Página principal. Ciclo de Shaedra, Tomo 2: El Relámpago de la Rabia
La Cena de la Abundancia tenía el nombre bien puesto. Cuando retumbaron las campanas anunciando la etapa del recogimiento, todos habían vestido los trajes más limpios que tenían. Los mineros habían dejado sus pantalones gruesos llenos de olor a naldren para vestir túnicas largas y coloreadas. Entre ellos, no destacábamos con nuestras túnicas rosas.
Lénisu estaba de humor sombrío desde que le habíamos dicho lo que habíamos proyectado. Se había negado en rotundo a aceptar nuestra ayuda.
—Sois unos mocosos. Os quedaréis ahí donde se os diga.
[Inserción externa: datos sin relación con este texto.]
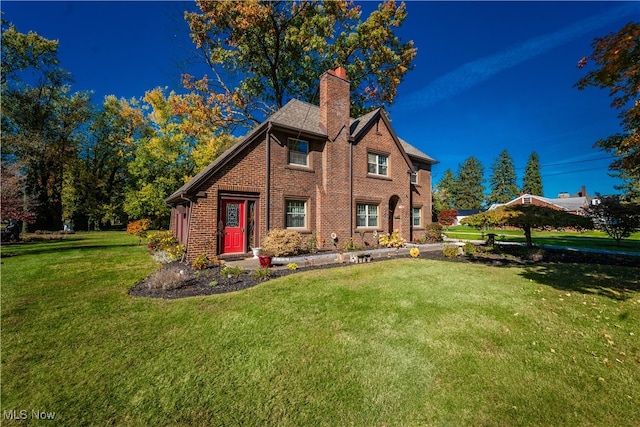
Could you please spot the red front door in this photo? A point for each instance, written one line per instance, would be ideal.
(233, 219)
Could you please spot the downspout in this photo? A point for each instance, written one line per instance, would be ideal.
(350, 188)
(186, 243)
(267, 192)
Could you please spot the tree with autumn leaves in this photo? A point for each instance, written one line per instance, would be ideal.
(121, 159)
(261, 54)
(617, 67)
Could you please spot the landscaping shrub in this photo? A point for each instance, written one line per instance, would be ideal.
(281, 242)
(350, 245)
(139, 228)
(450, 251)
(469, 249)
(201, 262)
(262, 273)
(311, 243)
(433, 233)
(234, 271)
(164, 247)
(391, 240)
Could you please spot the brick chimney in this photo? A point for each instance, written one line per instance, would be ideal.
(334, 195)
(334, 103)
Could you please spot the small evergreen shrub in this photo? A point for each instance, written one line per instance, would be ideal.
(230, 271)
(281, 242)
(450, 251)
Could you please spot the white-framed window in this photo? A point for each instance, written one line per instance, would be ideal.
(377, 164)
(366, 215)
(296, 214)
(414, 175)
(298, 152)
(416, 217)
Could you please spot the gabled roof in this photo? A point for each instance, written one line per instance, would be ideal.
(302, 117)
(570, 204)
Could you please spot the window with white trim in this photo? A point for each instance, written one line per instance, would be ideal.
(366, 215)
(416, 217)
(296, 214)
(377, 164)
(414, 175)
(298, 152)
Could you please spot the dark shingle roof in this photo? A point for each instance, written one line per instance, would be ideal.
(295, 115)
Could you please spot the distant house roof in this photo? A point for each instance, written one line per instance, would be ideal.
(297, 116)
(569, 204)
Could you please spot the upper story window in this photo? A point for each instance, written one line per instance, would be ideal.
(298, 152)
(416, 217)
(414, 175)
(377, 164)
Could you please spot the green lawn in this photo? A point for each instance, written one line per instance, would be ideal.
(587, 239)
(404, 342)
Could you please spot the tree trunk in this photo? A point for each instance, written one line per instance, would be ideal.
(527, 236)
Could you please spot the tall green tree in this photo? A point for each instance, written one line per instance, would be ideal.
(469, 189)
(503, 183)
(444, 192)
(42, 121)
(95, 182)
(280, 48)
(528, 217)
(532, 181)
(617, 218)
(617, 60)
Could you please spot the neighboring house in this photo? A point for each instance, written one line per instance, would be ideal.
(575, 204)
(311, 169)
(463, 213)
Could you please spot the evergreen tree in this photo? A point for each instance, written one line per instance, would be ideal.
(503, 181)
(469, 187)
(444, 194)
(532, 182)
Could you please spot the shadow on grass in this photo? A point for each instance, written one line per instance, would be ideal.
(50, 246)
(619, 283)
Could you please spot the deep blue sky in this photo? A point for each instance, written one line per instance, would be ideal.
(488, 75)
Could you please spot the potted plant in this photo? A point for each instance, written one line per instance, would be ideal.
(264, 257)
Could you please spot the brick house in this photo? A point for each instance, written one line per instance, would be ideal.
(575, 204)
(311, 169)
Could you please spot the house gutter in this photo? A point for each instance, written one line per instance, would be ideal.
(186, 243)
(267, 192)
(350, 186)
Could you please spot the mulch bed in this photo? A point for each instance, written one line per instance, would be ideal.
(191, 282)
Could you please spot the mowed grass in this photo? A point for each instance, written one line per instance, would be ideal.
(403, 342)
(588, 239)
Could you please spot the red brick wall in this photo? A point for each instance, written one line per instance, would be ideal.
(244, 174)
(380, 190)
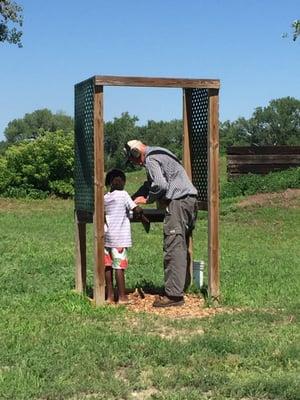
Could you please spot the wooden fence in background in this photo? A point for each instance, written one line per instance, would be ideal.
(261, 159)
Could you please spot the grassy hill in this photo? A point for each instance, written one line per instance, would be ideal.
(55, 345)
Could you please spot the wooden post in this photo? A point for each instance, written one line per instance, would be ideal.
(213, 195)
(80, 255)
(187, 162)
(98, 219)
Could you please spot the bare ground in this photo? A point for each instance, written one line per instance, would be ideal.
(290, 198)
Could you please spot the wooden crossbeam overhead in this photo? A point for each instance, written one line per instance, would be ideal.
(106, 80)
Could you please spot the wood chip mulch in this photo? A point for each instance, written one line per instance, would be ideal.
(194, 306)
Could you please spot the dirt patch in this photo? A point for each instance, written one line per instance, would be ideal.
(290, 198)
(194, 307)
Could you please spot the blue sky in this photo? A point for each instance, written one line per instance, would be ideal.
(65, 41)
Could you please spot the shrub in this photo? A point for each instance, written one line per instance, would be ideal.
(44, 165)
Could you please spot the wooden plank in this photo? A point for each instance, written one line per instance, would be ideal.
(239, 150)
(188, 167)
(257, 168)
(80, 255)
(264, 159)
(135, 81)
(213, 196)
(99, 268)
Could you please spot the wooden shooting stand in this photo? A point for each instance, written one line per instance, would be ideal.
(200, 159)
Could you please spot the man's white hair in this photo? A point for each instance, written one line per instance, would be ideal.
(136, 144)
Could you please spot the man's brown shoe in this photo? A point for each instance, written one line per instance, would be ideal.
(166, 301)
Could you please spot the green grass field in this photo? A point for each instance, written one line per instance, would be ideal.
(55, 345)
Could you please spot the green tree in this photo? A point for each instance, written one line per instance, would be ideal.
(276, 124)
(34, 124)
(10, 14)
(45, 164)
(116, 134)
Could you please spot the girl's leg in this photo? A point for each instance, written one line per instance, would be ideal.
(109, 284)
(120, 279)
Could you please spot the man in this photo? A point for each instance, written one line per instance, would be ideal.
(169, 185)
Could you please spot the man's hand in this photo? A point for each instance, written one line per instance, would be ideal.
(140, 200)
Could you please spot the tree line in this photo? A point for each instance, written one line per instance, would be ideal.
(37, 155)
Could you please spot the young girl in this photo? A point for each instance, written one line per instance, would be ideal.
(117, 205)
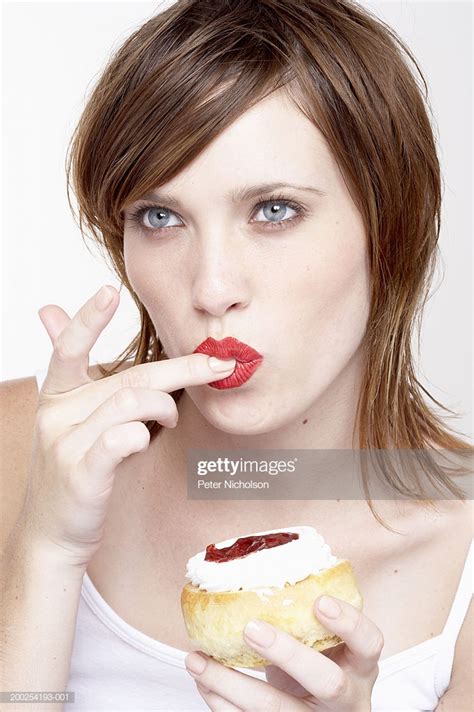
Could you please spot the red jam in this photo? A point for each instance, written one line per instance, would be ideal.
(247, 545)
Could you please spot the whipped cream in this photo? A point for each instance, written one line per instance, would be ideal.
(274, 567)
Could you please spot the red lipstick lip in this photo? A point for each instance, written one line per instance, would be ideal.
(248, 360)
(229, 347)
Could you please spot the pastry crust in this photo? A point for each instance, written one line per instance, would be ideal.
(215, 620)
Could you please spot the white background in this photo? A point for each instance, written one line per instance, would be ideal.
(53, 53)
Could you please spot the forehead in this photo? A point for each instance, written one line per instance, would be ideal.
(271, 141)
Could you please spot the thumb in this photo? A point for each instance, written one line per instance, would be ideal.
(54, 320)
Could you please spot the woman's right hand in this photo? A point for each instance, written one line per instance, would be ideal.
(85, 428)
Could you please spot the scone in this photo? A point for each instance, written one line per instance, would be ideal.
(274, 575)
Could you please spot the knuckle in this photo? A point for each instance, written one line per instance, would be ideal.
(64, 351)
(193, 368)
(134, 378)
(125, 399)
(271, 701)
(85, 318)
(108, 440)
(336, 685)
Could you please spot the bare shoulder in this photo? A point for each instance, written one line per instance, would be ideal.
(18, 404)
(18, 407)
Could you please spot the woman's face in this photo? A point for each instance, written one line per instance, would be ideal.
(289, 277)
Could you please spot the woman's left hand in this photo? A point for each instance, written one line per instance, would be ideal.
(300, 678)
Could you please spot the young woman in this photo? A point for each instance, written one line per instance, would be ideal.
(264, 171)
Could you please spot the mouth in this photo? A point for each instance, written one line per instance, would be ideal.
(247, 358)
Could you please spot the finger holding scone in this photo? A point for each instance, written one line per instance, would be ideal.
(328, 685)
(259, 600)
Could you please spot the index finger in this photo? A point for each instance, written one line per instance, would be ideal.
(69, 362)
(167, 376)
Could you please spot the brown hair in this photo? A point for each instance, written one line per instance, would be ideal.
(189, 72)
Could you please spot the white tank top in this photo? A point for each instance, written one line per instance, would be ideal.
(116, 667)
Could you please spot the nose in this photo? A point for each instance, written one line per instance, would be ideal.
(221, 279)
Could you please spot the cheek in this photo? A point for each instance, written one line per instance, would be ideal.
(332, 297)
(148, 279)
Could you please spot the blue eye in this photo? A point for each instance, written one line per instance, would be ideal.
(156, 218)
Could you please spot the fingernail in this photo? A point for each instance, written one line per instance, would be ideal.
(103, 298)
(260, 632)
(329, 607)
(195, 664)
(219, 365)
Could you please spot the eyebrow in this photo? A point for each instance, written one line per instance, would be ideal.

No quiero protestas.
Lénisu había tenido que sufrir un mar de protestas antes de explotar finalmente y decir que hiciésemos lo que quisiéramos, que nos muriésemos si era aquel nuestro principal objetivo en la vida. Su poca estima por nuestras habilidades me hirió en el orgullo. Vale, no habíamos estado en los Subterráneos, no habíamos vivido aún ningún combate real, y mucho menos contra un dragón, aunque en este caso sólo fuese un dragón de tierra y no un atroshás, pero en todo caso no íbamos a dejarlos ir solos. Lo peor tal vez fue cuando Dolgy Vranc nos dio la razón.
—Estos chicos no sabrán manejar una espada, pero saben controlar un poco las energías. Además, creo que estarán más seguros con nosotros, que encerrados en su habitación por los medianos.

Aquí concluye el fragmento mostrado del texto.